The word for animals that make their own light is called bioluminescence.
Nobody really knows how the fireflies glow but they know that its a chemical reaction.
The males fly around attracting the females by flashing at them, the females will then flash back.
There are other animals that make their own light. Scorpions glow under UV light but nobody knows what they use their light for but scientists think it could have been a accidental by-product. Female Angler fish use their antenna to hunt, by luring in their prey with their bioluminescent antenna.
In the deeper, darker parts of the ocean, the light will attract smaller fish and when close enough the Angler fish will strike. The Angler fish is named because 'Angling' is another name for 'fishing'. there was confusion for a short time about male Angler fish, scientists wondered whether or not there were any males, but discovered tiny males clinging onto females feeding off them until reproduction takes place.

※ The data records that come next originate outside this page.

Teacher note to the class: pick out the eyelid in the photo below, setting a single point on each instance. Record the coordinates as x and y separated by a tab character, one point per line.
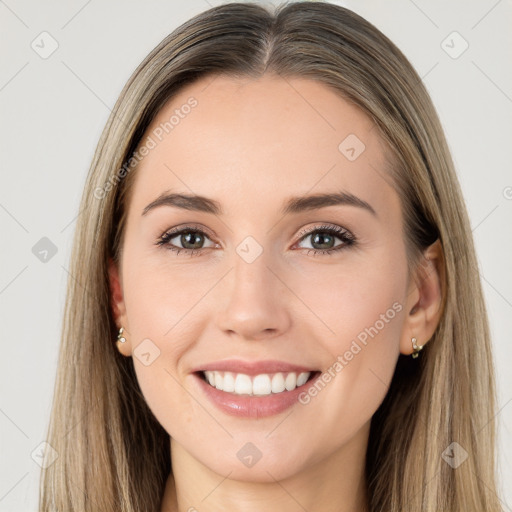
343	234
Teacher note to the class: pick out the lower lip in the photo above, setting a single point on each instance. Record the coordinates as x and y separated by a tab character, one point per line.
253	406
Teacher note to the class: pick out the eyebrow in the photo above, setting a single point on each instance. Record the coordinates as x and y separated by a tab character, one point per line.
292	205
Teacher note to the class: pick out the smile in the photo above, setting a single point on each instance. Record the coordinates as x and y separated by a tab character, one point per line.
263	384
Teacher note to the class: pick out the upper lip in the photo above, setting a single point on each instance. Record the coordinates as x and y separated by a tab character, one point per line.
253	367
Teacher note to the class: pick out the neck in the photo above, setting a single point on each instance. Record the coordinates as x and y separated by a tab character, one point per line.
333	484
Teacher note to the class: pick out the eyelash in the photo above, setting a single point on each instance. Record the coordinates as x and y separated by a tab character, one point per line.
341	233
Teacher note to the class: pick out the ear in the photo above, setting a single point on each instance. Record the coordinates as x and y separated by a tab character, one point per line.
424	304
118	305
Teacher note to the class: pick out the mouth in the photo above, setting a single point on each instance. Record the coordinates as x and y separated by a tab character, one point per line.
253	389
260	385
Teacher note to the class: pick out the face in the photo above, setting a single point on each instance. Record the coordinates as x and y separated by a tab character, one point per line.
252	282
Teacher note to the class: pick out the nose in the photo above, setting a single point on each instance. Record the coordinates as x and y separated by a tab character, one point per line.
255	305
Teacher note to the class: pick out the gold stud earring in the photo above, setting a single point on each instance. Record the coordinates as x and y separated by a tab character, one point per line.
120	336
416	348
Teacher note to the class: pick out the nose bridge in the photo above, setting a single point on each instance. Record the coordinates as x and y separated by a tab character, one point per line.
253	306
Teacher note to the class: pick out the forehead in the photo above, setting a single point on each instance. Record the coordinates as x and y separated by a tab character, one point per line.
251	143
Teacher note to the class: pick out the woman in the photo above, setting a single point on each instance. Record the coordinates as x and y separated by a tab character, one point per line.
275	301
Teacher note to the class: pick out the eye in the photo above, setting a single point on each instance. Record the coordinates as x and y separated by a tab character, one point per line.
327	239
189	239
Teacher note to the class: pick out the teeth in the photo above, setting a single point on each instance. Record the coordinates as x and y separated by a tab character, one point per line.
260	385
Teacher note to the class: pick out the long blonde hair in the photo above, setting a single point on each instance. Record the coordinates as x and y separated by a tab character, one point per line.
112	453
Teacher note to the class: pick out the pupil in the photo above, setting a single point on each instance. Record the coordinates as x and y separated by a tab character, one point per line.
325	240
192	238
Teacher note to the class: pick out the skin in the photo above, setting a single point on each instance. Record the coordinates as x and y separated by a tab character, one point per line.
251	145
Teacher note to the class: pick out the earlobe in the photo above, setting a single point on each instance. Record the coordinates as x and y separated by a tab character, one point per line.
425	299
118	307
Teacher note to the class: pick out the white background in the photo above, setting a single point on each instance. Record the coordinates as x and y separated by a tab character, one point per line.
52	113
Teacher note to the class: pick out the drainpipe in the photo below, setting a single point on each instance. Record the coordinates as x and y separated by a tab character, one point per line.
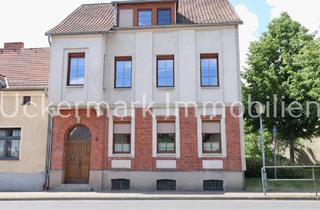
49	152
49	39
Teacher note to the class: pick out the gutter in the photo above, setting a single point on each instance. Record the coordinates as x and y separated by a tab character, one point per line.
46	184
112	28
23	89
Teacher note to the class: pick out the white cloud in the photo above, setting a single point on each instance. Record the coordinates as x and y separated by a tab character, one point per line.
247	31
306	11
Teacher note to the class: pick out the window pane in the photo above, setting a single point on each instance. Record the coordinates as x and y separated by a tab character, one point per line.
209	72
122	143
164	17
166	143
13	149
165	73
123	74
145	18
76	68
211	143
2	154
16	132
80	132
2	133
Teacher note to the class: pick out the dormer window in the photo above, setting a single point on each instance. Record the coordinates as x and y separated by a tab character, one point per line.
144	18
164	17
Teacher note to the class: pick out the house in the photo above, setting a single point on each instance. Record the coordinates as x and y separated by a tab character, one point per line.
24	77
129	86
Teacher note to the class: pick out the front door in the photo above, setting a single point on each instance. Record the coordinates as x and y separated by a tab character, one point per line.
77	162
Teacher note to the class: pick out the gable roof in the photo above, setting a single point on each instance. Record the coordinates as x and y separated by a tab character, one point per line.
100	18
25	68
206	12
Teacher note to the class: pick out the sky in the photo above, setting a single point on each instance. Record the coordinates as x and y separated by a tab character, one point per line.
28	20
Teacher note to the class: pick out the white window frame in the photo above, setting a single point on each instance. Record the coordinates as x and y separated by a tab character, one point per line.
162	112
223	153
21	141
110	135
66	67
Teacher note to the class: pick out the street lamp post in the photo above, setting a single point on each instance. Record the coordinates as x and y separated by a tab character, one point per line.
260	109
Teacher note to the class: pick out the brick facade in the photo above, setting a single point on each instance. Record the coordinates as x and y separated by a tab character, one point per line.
143	160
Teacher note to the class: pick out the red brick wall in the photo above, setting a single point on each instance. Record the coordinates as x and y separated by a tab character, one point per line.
233	162
143	160
188	141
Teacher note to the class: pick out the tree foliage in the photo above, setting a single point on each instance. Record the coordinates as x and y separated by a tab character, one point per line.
285	62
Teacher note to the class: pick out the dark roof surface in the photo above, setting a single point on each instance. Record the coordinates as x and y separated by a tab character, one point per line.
25	68
99	18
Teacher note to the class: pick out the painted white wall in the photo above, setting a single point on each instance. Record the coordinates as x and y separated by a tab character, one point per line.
94	48
186	44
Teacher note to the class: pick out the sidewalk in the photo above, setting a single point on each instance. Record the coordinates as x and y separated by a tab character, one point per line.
152	196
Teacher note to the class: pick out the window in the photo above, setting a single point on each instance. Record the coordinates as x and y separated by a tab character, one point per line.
211	137
166	184
80	133
123	72
166	140
26	100
164	17
209	70
120	184
213	185
165	71
144	17
122	138
76	69
10	143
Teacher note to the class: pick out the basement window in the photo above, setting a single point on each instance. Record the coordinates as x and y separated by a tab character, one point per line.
166	185
213	185
26	100
120	184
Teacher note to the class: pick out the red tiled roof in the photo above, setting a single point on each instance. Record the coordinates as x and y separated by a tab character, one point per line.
25	68
88	18
206	12
99	18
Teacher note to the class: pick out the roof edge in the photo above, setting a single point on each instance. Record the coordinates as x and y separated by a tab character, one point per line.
236	23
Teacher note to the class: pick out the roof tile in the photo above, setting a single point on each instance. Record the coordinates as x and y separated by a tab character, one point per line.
97	18
25	68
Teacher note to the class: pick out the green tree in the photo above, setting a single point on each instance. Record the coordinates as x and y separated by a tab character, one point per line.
282	63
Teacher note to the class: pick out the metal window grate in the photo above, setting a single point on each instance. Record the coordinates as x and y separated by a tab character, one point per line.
166	184
120	184
213	185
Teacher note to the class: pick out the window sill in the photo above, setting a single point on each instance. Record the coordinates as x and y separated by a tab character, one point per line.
122	89
74	86
122	156
165	88
210	87
9	159
212	155
166	155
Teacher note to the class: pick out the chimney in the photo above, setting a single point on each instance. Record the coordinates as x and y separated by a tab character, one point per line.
13	45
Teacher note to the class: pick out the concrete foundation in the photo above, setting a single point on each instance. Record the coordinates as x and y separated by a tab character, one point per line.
147	180
25	182
185	181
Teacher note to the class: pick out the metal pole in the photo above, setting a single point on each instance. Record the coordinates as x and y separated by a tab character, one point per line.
264	172
314	182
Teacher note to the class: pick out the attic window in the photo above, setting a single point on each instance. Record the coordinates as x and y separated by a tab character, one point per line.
3	82
26	100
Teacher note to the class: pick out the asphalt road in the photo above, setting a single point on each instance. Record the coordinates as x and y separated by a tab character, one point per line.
159	205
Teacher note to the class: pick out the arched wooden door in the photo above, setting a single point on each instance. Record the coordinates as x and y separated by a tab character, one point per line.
78	147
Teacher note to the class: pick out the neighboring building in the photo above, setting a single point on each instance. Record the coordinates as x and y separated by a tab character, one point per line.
23	139
137	51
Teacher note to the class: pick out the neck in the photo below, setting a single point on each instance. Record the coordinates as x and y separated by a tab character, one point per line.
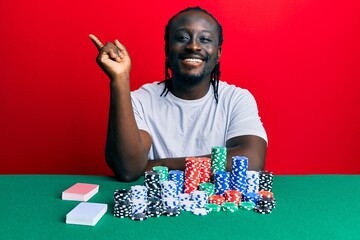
188	91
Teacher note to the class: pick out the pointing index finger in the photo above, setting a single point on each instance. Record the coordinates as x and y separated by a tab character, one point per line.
96	41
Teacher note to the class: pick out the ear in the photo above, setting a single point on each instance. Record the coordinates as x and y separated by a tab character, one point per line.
219	52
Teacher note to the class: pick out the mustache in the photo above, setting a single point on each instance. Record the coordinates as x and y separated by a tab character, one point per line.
204	57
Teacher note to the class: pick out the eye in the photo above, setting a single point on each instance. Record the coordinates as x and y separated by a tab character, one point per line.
182	38
205	39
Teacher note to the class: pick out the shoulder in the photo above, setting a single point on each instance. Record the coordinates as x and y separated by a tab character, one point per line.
148	90
232	92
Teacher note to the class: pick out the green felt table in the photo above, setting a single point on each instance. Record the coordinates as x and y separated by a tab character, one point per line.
308	207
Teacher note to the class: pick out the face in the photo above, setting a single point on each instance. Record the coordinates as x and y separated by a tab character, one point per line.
193	49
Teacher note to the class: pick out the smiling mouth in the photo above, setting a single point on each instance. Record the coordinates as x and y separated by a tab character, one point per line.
193	60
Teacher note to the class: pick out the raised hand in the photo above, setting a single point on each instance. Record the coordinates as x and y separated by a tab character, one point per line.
113	59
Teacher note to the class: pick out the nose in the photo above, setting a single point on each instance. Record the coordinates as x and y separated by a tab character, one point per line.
193	45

Some millipedes glow in the dark, they use their glow to tell predators to go away.
There is also another bioluminescent sea creature called the cookie cutter shark (also known as the cigar shark for the black band round the sharks neck), which will take cookie sized bite out of larger fish, whales, dolphins, Dugongs, seals, nuclear submarines and even humans and great white sharks! They take a bite by suctioning the flesh with their sticky lips biting with their teeth and rotating there body round 360 degrees. They are the smallest species of shark, with the biggest teeth. When they loose their teeth they loose them in rows. Only 10 have ever been caught because in day they hide in the the bottom of the sea and in the night comes up to the surface to feed on its unprepared prey, the prey is unprepared because the the belly of the shark is bioluminescent which makes it camouflaged by the light, so that the prey cannot see it.